Once TensorFlow Serving is running, you can make predictions using tools like Postman or curl.

  1. Open Postman: Create a new POST request.
  2. Set URL: Use the following format:
    http://localhost:8601/v1/models/my_model:predict
    
  3. Set Body: Choose "raw" and set the content type to JSON. Use the following format for your request body:
    {
      "instances": [
        {"email": "example@example.com"},
        {"email": "spam@spam.com"}
      ]
    }
    
  4. Send Request: Click "Send" to receive predictions from your model.

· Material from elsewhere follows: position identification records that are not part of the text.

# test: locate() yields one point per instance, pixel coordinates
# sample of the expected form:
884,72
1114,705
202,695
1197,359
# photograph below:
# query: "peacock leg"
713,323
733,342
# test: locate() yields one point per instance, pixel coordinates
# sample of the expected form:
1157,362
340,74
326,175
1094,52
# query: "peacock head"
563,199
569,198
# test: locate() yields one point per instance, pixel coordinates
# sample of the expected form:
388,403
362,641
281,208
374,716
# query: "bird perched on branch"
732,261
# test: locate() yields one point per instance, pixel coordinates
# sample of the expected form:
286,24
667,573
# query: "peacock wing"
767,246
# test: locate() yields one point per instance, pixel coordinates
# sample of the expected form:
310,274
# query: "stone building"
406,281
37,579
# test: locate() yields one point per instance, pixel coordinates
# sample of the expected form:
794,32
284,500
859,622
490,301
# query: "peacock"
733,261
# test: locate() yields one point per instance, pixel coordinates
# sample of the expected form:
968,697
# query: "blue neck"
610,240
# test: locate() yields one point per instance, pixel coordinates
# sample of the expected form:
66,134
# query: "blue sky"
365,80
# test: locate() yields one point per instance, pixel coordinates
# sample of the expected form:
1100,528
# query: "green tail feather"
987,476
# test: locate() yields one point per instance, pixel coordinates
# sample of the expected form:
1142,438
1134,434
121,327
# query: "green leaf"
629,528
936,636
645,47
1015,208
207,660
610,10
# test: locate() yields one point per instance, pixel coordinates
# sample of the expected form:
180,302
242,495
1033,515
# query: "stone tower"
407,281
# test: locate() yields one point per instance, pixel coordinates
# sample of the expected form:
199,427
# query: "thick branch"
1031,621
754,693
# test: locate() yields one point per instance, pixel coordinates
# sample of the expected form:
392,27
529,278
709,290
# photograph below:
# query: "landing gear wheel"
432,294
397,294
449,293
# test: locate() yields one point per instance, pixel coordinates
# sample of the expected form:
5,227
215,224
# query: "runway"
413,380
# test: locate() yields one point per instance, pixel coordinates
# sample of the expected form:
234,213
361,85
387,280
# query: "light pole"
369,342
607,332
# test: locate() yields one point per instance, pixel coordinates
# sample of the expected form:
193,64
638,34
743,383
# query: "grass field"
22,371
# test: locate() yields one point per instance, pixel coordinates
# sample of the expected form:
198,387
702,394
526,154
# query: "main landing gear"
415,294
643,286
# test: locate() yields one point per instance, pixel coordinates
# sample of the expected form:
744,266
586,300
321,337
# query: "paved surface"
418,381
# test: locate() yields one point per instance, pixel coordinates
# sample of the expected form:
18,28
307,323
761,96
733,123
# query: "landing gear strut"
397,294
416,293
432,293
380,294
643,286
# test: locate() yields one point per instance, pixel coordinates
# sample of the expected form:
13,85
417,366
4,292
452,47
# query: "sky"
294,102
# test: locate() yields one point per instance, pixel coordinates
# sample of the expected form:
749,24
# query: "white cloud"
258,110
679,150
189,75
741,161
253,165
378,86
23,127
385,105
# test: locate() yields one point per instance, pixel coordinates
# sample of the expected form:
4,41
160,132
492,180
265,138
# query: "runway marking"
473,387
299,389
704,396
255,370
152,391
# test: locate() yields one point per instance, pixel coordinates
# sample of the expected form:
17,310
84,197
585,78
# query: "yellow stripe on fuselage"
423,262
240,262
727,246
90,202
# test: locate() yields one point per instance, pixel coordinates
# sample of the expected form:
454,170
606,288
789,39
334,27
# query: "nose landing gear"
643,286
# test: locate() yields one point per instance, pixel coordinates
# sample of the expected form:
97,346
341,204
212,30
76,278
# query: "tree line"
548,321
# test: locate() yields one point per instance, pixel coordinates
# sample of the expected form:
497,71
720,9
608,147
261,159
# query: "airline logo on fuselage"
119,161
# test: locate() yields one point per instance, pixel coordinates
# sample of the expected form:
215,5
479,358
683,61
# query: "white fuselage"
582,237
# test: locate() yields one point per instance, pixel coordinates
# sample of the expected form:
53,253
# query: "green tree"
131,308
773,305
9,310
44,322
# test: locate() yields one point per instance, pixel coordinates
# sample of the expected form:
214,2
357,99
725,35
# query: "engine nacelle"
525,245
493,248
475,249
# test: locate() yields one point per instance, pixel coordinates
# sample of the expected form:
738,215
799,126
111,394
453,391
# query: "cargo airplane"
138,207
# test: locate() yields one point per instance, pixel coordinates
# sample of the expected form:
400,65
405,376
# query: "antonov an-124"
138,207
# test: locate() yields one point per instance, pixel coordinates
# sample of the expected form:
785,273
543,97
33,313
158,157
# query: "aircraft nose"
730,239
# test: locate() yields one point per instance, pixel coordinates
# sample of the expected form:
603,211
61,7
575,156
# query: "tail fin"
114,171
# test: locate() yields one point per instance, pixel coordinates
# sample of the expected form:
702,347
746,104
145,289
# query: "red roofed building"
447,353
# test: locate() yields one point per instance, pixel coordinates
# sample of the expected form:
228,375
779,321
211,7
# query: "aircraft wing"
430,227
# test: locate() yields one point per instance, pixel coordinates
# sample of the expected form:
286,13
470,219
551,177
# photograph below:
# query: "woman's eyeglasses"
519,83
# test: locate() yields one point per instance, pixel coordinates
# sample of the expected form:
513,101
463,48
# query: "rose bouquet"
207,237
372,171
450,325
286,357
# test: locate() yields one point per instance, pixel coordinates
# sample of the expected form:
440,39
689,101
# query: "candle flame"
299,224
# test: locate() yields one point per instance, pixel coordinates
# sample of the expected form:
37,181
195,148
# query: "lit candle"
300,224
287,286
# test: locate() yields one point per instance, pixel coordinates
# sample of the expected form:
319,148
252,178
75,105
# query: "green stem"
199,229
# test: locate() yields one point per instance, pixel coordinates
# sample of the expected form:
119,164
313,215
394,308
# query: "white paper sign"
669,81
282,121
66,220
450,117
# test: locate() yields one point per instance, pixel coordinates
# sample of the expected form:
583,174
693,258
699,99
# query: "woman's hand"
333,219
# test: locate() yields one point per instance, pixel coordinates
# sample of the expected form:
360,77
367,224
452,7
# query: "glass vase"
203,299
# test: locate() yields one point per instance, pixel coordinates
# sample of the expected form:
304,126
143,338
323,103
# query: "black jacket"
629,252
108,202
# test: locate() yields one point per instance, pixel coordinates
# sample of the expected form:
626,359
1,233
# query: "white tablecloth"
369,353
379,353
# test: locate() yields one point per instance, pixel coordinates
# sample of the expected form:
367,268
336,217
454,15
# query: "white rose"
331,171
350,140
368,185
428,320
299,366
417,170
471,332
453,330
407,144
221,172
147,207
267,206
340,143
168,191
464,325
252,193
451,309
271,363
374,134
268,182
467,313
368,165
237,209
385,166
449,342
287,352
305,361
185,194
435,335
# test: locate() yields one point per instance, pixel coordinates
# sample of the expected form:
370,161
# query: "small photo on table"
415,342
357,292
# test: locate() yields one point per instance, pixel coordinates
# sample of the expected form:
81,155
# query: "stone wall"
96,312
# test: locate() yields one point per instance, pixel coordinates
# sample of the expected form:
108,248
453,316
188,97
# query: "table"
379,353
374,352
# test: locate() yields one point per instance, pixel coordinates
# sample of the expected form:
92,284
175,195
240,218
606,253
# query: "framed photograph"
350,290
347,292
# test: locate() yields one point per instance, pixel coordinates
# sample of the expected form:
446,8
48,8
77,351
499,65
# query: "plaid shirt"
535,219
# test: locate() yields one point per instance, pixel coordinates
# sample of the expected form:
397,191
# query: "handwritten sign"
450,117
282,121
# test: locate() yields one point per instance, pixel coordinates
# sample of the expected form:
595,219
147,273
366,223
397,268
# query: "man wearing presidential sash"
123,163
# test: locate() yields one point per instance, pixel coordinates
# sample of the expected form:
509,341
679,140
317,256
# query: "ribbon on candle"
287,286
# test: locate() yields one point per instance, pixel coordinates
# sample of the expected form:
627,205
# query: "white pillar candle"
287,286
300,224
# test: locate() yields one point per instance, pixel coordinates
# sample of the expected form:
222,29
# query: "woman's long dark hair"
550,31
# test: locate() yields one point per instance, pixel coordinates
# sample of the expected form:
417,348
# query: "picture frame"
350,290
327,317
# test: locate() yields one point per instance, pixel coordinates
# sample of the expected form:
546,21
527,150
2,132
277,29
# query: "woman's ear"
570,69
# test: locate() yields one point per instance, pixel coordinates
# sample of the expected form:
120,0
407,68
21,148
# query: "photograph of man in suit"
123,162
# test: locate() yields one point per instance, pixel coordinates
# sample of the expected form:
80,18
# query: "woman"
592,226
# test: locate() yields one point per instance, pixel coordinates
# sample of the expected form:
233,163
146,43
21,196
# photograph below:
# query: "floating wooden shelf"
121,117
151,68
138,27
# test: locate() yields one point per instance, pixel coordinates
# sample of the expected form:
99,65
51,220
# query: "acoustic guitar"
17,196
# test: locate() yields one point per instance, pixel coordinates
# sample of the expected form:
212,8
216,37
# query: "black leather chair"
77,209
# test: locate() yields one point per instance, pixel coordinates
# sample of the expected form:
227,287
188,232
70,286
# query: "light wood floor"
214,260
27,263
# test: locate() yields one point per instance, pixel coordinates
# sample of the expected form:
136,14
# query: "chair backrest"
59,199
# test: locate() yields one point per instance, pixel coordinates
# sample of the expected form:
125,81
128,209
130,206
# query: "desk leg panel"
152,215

Chapter 5: Serving Multiple Model Versions

To serve multiple model versions, you can create a model configuration file (e.g., model.config) with the following structure:

model_config_list: {
  config: {
    name: "my_model",
    base_path: "/models/my_model",
    model_platform: "tensorflow",
    model_version_policy: {
      all: {}
    }
  }
}

Run TensorFlow Serving with the Config File

Use the following command to start TensorFlow Serving with your model configuration:

docker run -p 8601:8601 --name=tf_serving \
  --mount type=bind,source=/path/to/your/model,destination=/models/my_model \
  -e MODEL_CONFIG_FILE=/models/my_model/model.config -t tensorflow/serving

Chapter 6: Using Version Labels

To utilize version labels (e.g., production and beta), modify your model configuration file as follows:

model_config_list: {
  config: {
    name: "my_model",
    base_path: "/models/my_model",
    model_platform: "tensorflow",
    model_version_policy: {
      specific: {
        versions: [1, 2]
      }
    }
  }
}

You can now call your models using labels instead of version numbers.

Conclusion

In this tutorial, we covered the importance of TensorFlow Serving for managing machine learning models, installation instructions, and how to make predictions. We also discussed how to handle multiple model versions and utilize version labels to streamline deployment.

As the next step, practice setting up TensorFlow Serving with your own models and explore the configuration options available. This hands-on experience will deepen your understanding of model serving in production environments.